Choose Now!
January 4, 2022
We focus so much on New Year’s celebrations. Many, including myself, stay up late watching movies, waiting for the ball to drop in Times Square. It seems like it is such a big deal that we are rolling into a new year. Along with that new year comes resolutions. Welcome to “2022 – what are you gonna do?” (Thanks to Andrew Newberry, our Children’s Ministry Director for that slogan!) Have you come up with any New Year’s resolutions? I honestly do not remember ever coming up with resolutions. I am sure if I did, I would inevitably break them early on in the year.
According to a quick search on the internet, January 12 is the day to beat since many have given up on their resolutions by that day.
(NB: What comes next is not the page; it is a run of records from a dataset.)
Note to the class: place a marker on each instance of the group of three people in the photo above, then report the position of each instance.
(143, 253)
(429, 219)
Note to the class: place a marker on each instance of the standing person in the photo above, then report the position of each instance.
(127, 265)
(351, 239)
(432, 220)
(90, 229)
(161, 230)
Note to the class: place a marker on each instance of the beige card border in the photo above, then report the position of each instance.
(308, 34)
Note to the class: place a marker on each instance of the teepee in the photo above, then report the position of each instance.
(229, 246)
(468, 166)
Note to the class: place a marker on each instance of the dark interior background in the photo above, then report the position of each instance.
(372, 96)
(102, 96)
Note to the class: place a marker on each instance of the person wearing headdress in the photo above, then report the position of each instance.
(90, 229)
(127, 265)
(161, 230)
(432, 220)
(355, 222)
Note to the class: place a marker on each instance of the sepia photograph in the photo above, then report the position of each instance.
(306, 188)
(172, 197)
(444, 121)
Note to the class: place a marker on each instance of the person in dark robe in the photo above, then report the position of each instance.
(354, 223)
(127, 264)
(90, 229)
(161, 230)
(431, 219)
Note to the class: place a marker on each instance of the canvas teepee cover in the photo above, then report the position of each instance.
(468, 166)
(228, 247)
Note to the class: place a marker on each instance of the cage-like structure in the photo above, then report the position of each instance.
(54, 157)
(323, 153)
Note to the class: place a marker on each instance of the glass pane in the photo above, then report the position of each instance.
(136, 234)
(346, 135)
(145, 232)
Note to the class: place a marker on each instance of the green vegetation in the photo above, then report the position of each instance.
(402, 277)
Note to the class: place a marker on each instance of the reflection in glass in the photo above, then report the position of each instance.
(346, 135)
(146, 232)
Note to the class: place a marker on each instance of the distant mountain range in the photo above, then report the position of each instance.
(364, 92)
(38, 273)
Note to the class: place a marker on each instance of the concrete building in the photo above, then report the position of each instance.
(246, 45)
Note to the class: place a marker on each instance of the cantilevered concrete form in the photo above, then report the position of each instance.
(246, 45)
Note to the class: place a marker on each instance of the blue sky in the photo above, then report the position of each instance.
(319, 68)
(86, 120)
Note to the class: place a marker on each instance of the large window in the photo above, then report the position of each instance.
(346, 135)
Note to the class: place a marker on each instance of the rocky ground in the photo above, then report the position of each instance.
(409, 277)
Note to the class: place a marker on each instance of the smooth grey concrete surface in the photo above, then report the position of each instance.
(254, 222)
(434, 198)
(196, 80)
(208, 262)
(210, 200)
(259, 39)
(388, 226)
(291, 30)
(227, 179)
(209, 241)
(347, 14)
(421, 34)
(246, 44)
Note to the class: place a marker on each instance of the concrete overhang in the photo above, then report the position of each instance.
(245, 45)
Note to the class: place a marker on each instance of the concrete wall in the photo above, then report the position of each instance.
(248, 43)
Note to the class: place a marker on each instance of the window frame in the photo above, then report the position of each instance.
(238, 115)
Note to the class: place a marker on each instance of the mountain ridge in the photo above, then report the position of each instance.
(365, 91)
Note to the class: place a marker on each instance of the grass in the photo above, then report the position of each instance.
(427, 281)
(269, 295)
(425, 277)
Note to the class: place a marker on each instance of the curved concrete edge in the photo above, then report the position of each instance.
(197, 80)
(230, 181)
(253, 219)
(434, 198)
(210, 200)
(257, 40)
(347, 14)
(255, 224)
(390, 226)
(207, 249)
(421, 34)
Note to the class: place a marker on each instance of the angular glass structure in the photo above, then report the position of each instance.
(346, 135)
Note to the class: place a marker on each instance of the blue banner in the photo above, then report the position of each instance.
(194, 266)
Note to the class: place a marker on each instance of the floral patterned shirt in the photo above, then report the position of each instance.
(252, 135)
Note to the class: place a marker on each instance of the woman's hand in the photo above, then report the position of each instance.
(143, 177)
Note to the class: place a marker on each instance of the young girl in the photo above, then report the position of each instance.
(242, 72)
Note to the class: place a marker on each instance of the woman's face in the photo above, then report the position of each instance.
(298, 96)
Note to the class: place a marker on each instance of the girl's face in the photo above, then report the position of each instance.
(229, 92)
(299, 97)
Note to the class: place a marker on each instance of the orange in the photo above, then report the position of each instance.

I would hope that if I did make New Year’s resolutions that I would at least make it past 12 days. Yet, what does it matter if I make it 12 days or 12 weeks if I do not follow through to my end goal of accomplishing my resolution?
New Year’s Day seems so different from other days in the year. And yet, it is just another day, just like every day before it that was and is completely different from the day before it. Every day is a new beginning.
The verse above offers some of the only hope found within the book of Lamentations. Hope in the Lord, because His “love never ceases.” It goes forward and offers the hope that God’s mercies never come to an end . . . they are new to us every morning. Change for us is constantly taking place. With the change in time, we have the opportunity to recognize a new moment to change how we are living, how we are treating others and how we are loving God.
In 2009, artist Kris Allen sang a song called “Live Like We’re Dying.” In that song, he said, “We only got 86,400 seconds in a day to turn it all around or to throw it all away.” I have to wonder how often we think of the fact that every second is new. Each new second is an opportunity to do something different or better, to change how we are living. It is also an opportunity to throw away our time, to choose complacency over change for the better. If we have made a resolution at the beginning of the year and by January 12 wind up failing, even if on November 30 we remember that resolution, will we pick it up again? It is a new moment and a new day.
Can you remember that every moment is a new opportunity to make a new change? If you could not make it those first 12 days with your resolution(s), can you make it 12 seconds now? Then maybe 12 minutes? Then maybe 12 hours? Little by little, making changes in your life. May the most important change be that you grow in a deeper walk with Christ, seeing His new mercies every morning, not waiting for a new year or a major event to move closer to Him. Rather, choose now to be the right opportunity, not throwing this moment away.